水道用薬品分析
水道法では、原水の浄水処理過程で使用する水道用薬品が、水道水質に悪影響を及ぼさない評価をする基準(水道施設の技術的基準を定める省令別表第一)が定められています。
クリタ分析センターでは、水道水分析で培った分析技術と品質管理体制を活かし、水道用薬品類の評価のための試験方法ガイドラインに沿った水道用薬品の分析を実施しています。
水道用薬品の種類
原水の浄水処理過程で使用される水道用薬品には、有機物・無機物・濁りなどを除去するための凝集剤や、病原性・有害性のある微生物を除去する消毒(殺菌)剤などがあります。薬品の種類によって必要な分析項目が異なる場合があります。
水道用薬品の一例
種類 | おもな作用 |
---|---|
硫酸アルミニウム(硫酸バンド) | 凝集剤 |
ポリ塩化アルミニウム(PAC) | 凝集剤 |
塩化第二鉄(塩化鉄(Ⅲ)) | 凝集剤 |
ポリアクリルアミド | 凝集補助剤 |
次亜塩素酸ナトリウム(次亜塩素酸ソーダ) | 殺菌剤、消毒剤 |
二酸化塩素 | 殺菌補助剤、消毒補助剤 |
硫酸 | 酸処理 |
水酸化ナトリウム(苛性ソーダ) | アルカリ処理、防食剤 |
粉末活性炭 | 吸着処理 |
水道用薬品分析の流れ
1.最大注入率(使用時の最大濃度)の設定
実際に水道用薬品として使用した際の影響を評価するために、最大注入率(使用時の最大濃度)を設定し、その時に基準値を満たしているかの確認をすることが必要となります。最大注入率(使用時の最大濃度)は、薬品の種類や浄水処理能力によって変わるため、お客様との協議の上で決定させて頂きます。
2.試験溶液の調製
最大注入率(使用時の最大濃度)の10倍濃度になるように水道用薬品を調製します。
10倍する理由は、おおよそ水質基準の10分の1である評価基準の値を、1桁下まで定量するために、設定最大注入率の10倍濃度の試験溶液を調製します。
3.分析評価
分析は「水道用薬品類の評価のための試験方法ガイドライン(厚生労働省健康局水道課)」及び、「JWWA Z 109 水道用薬品の評価試験(社団法人 日本水道協会)」に沿って分析を行います。

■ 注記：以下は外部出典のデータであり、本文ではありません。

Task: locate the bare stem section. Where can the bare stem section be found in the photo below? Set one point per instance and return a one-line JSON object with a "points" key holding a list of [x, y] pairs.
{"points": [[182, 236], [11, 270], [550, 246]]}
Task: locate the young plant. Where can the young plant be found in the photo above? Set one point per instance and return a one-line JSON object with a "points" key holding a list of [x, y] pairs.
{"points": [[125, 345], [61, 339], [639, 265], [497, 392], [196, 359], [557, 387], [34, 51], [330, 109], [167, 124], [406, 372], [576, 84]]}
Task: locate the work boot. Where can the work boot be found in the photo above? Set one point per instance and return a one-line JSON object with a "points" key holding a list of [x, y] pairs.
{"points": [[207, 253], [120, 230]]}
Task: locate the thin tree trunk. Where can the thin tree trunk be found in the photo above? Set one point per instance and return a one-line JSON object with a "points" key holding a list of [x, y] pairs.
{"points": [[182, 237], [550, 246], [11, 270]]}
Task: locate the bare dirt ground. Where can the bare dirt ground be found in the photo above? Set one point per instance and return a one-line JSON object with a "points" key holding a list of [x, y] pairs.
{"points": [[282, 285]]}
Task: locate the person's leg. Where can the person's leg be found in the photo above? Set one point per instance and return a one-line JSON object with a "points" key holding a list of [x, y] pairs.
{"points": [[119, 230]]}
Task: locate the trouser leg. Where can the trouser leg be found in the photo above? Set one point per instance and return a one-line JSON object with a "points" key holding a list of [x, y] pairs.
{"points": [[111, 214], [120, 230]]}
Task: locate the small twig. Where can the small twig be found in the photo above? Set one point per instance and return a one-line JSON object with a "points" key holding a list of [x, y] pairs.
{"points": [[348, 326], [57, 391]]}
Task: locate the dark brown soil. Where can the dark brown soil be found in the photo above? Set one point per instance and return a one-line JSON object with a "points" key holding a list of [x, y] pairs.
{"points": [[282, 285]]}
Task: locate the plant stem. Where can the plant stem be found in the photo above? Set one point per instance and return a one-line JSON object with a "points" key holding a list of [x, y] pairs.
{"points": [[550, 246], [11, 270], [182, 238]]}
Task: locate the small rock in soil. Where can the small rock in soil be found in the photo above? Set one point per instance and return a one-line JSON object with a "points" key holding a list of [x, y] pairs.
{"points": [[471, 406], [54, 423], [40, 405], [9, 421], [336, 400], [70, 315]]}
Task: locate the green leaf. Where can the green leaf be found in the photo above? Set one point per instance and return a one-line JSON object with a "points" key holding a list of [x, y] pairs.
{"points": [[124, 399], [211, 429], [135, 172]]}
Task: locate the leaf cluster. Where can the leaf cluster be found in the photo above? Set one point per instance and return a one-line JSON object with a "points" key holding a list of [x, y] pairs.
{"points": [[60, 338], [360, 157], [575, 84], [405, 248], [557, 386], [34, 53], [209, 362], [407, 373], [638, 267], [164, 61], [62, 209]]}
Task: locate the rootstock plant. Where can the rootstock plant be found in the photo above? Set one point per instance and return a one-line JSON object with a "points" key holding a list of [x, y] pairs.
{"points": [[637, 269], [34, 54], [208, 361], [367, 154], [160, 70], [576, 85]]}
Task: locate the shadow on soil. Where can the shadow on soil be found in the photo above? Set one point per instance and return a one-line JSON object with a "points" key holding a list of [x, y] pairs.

原則として浄水工程で水道水に直接注入されるすべての水道用薬品は、「水道施設の技術的基準を定める省令別表第一[PDF]」のすべての基準を満たしていることを確認する必要があります。ただし、以下の場合は例外となります。
- 評価基準以下であることが明確であるもの
物質の性状等から判断して、最大注入率で添加しても評価基準以下であることが明らかであることが、合理的、客観的に証明することができる根拠があるものについては、試験を省略しても差し支えないこととする。 - 浄水処理のため意図的に加えるものの主成分(水道が有すべき性状に関連する項目のみ)
鉄系凝集剤の鉄、硫酸銅の銅など、浄水処理のため必要な水道用薬品の主成分となっている項目については、試験を省略することができる。